Thursday, April 26, 2012

Facebook-Like Approach to Helping Critically Ill Babies Wins Innovate 4 Healthcare Challenge!



An online platform to improve outcomes for sick babies by better engaging parents in their care drew first place last Friday in the Innovate 4 Healthcare Challenge, a collegiate competition based on radically improving healthcare through new processes that are enabled by innovative information technology applications and supported by a sustainable market strategy.

"NeoStream," developed by graduate students in the Biomedical Informatics Department in the Stanford University School of Medicine, captured the top-prize.
"NeoStream," developed by graduate students in the Biomedical Informatics Department in the Stanford University School of Medicine, captured top-prize at the recent Innovate 4 Healthcare IT Challenge hosted by Center for Health Information and Decision Systems (CHIDS) at the University of Maryland's Robert H. Smith School of Business.

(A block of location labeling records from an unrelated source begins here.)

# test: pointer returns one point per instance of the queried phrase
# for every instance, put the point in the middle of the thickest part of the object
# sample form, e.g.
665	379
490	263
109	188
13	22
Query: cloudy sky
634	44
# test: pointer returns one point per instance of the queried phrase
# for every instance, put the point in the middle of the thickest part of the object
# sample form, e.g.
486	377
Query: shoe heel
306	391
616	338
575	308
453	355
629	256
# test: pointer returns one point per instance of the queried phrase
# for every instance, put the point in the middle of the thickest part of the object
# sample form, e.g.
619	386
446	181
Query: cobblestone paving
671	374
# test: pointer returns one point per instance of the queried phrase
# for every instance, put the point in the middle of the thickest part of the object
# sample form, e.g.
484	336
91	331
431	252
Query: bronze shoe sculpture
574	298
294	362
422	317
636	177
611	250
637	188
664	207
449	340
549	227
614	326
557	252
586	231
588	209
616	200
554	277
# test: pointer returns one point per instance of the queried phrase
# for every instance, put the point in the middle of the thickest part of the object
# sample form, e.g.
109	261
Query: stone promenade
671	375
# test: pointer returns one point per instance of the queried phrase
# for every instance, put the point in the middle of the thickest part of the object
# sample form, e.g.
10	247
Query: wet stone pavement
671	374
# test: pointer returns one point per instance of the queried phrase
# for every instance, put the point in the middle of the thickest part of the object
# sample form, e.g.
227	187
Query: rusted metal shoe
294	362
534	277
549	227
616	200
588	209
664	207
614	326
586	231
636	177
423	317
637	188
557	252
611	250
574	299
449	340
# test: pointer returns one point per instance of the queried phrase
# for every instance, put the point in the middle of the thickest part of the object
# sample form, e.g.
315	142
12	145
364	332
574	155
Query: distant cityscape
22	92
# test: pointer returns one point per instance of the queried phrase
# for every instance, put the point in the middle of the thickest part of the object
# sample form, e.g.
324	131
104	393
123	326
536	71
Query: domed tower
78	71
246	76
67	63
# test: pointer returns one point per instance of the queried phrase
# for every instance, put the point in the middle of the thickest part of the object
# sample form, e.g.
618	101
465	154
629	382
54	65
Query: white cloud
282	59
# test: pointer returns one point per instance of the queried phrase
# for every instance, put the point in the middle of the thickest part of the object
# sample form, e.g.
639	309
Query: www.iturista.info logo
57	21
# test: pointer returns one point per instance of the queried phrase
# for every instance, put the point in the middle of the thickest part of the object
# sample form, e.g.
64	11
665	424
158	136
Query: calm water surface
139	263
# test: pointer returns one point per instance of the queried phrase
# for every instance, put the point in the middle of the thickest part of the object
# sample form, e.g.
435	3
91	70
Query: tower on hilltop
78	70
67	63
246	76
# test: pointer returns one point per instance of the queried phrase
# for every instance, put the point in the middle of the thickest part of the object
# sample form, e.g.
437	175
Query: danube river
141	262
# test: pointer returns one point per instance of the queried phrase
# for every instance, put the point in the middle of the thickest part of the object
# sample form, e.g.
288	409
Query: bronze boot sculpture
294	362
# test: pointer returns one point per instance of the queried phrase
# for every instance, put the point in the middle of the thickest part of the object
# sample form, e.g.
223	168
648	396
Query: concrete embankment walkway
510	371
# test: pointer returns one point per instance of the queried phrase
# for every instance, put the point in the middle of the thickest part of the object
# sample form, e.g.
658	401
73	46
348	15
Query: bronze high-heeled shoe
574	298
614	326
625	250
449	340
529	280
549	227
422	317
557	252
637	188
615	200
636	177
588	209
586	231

"The challenge drew 26 high-quality solutions from a broad range of schools and programs from across the country, and even a few from overseas, to answer the call to how to strengthen patient-provider engagement to improve health outcomes," said the competition's director Kenyon Crowley, Director of Health Innovation at the UMD Center of Excellence in Health IT Research and associate director of CHIDS. "The solutions were creative and most importantly, they were derived from multi-disciplinary viewpoints ranging from business and engineering to public health and medicine.”

NeoStream employs a social network approach, similar to Facebook, "to improve communication between caregivers and the parents of babies in the neonatal intensive care unit, with the ultimate goal of improving short and long term outcomes for critically ill babies," said Stanford team member Jon Palma, a physician and neonatal informatics specialist for Lucile Packard Children’s Hospital at Stanford and biomedical informatics student at the university.

The Stanford team, that also included Hua Fan-Minogue, Ken Jung and Katie Planey, was among eight finalists that presented projects to a judging panel of industry, clinical, and government professionals, and academics, on April 20 at the Smith School's center in the Ronald Reagan Building and International Trade Center in Washington D.C. Their $20,000 first prize includes a potential venture with challenge co-sponsor Johnson & Johnson Services Inc. "We're excited about winning the competition, and the opportunity to work with Johnson and Johnson to further our idea," said Palma.

A pair of runner-up entries each netted $5,000, including "So They Can Know," a Web application designed by Johns Hopkins University graduate students for newly diagnosed STD patients to anonymously alert previous partners; and the University of Georgia Terry School of Business team for its "Play Hard, Live Long" game-based software that calculates lifestyle variables to health-related outcomes.